Didn't change anything, sorry. Tried admin mode etc., restarting the app, but all I get is:


----------



## Maban (Feb 1, 2015)

Do you have the readings in Afterburner or similar?


----------



## toyo (Feb 1, 2015)

Maban said:


> Do you have the readings in Afterburner or similar?



Are we talking about Temp/Power/Voltage/OV Max/Utilization/SLI Sync Limit(s) readings?

If yes, than I do have those in Afterburner.

I don't have Perfcap Reason reading though.


----------



## Szb84 (Feb 1, 2015)

The problem only exists in "Standalone" mode. If I install GPU-Z it's working.

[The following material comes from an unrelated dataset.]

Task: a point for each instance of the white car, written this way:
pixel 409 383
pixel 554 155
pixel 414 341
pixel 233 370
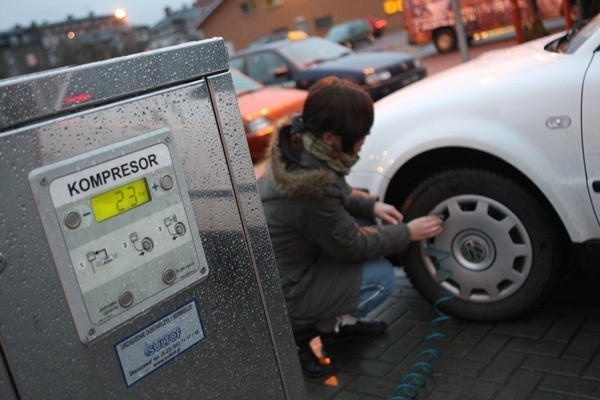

I had to delete this regkey: HKEY_CURRENT_USER\Software\techPowerUp\GPU-Z 
then start GPU-Z and select installation.


----------



## Maban (Feb 1, 2015)

Szaby59 said:


> The problem only exists in "Standalone" mode. If I install GPU-Z it's working.
> 
> I had to delete this regkey: HKEY_CURRENT_USER\Software\techPowerUp\GPU-Z
> then start GPU-Z and select installation.


Installed it and now I have PerfCap.


----------



## toyo (Feb 1, 2015)

Szaby59 said:


> The problem only exists in "Standalone" mode. If I install GPU-Z it's working.
> 
> I had to delete this regkey: HKEY_CURRENT_USER\Software\techPowerUp\GPU-Z
> then start GPU-Z and select installation.


Cool, it works now. 

Would be nice to work in standalone mode if possible, I hate installing even more stuff on my PC


----------



## W1zzard (Feb 8, 2015)

Can't replicate. Works for me in installed and standalone mode. Weird though, because there really should be no difference between modes.

Could you delete that reg key, select "not now", and check if you get perfcap? then close, start, select install, and check again?


----------



## Maban (Feb 9, 2015)

I uninstalled it and it no longer showed in 0.8.1. But it does show on the new beta without being installed.


----------



## Ripio Suelto (Mar 15, 2015)

Szaby59 said:


> The problem only exists in "Standalone" mode. If I install GPU-Z it's working.
> 
> I had to delete this regkey: HKEY_CURRENT_USER\Software\techPowerUp\GPU-Z
> then start GPU-Z and select installation.



one million dollars to the one who knows which button press...


----------



## nuclearbrony (Mar 7, 2020)

im having the same issue with my 5700 XT


----------



## bogmali (Mar 7, 2020)

nuclearbrony said:


> im having the same issue with my 5700 XT



Five-year-old thread....closing it and please make your own thread since your card is newer than the GTX-970 that is in question


----------